Patient FMT A provides an intriguing clinical case: a sharp decrease in transferred donor bacteria coincided with a bloom of E. coli and associated virulence factors in this patient’s gut (Fig. 2c). In fact, the data suggested that the loss of donor bacteria may have preceded the bloom. Furthermore, these changes appeared to track clinical outcomes (Fig. 2c). The patient reported feeling better during the early stages of treatment (week 4)—as measured by the standardized, clinically validated Inflammatory Bowel Disease Questionnaire (IBDQ) that summarizes the patient’s symptoms over four domains of functioning and well-being (33)—but later reported worsening of symptoms (a flare at week 12), which required administration of a steroid (prednisone) (Fig. 2c). In addition, other clinical measures taken only at the beginning and the end of the trial (Mayo score, UCEIS, histology, lactoferrin, and calprotectin) also indicated a deterioration of disease over the course of the trial (see Table S6).

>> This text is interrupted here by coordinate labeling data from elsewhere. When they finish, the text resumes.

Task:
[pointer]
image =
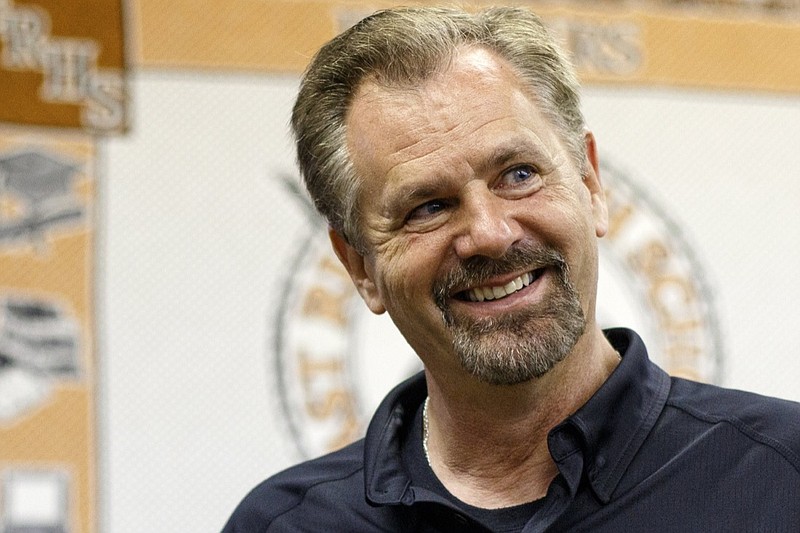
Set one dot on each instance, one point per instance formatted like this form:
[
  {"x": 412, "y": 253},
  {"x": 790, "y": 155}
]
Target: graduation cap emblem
[{"x": 43, "y": 184}]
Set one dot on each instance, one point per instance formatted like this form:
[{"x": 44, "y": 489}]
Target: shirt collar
[
  {"x": 608, "y": 430},
  {"x": 616, "y": 420}
]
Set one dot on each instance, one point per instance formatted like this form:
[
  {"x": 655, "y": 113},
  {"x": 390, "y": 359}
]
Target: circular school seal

Although we can only speculate whether the Escherichia coli bloom or the symptomatic change was the cause or the effect of losing donor bacteria, this case exemplifies the variability of bacterial persistence after FMT. We acknowledge that a single clinical case does not necessarily reflect a broader pattern, but we speculate that perhaps monitoring persistence of colonizing donor bacteria may help predict FMT treatment outcomes.

Capsule delivery from an alternate donor introduced novel taxa into an established community.

By looking at the subset of patients who took capsules from an alternate donor partway through the study (Fig. 1a), we were able to ask whether changing donor material resulted in additional colonization by new microbes after a new gut microbiome had been established. Although the vast majority of newly colonized bacteria came from the original donor used for colonoscopic delivery and the first month of capsules, we were nonetheless able to identify evidence of novel bacteria colonizing from the alternate donor (see Fig. S4d). These results suggest that even after transplantation and establishment of a donor microbial community, UC patients remain receptive to further colonization and persistence of bacteria from additional donors.

The balance of conspecific donor, patient, and environmental strains fluctuated between dominance and parity.

We then sought to profile the dynamics of individual strains within bacterial species to understand how conspecific strains (strains of the same bacterial species) from the donor, patient, and environment compete and coexist in treated patients. Previous reports have demonstrated that recipient and donor strains of the same bacterial species can coexist within fecal transplant recipients. Our analysis of frequent longitudinal samples allowed us to ask how the dynamics of this coexistence unfold over time. In particular, we sought to determine whether donor strains could dominate over patient strains—which, because they are endogenous, may have a competitive advantage—and whether the competitive balance of strains changes over time.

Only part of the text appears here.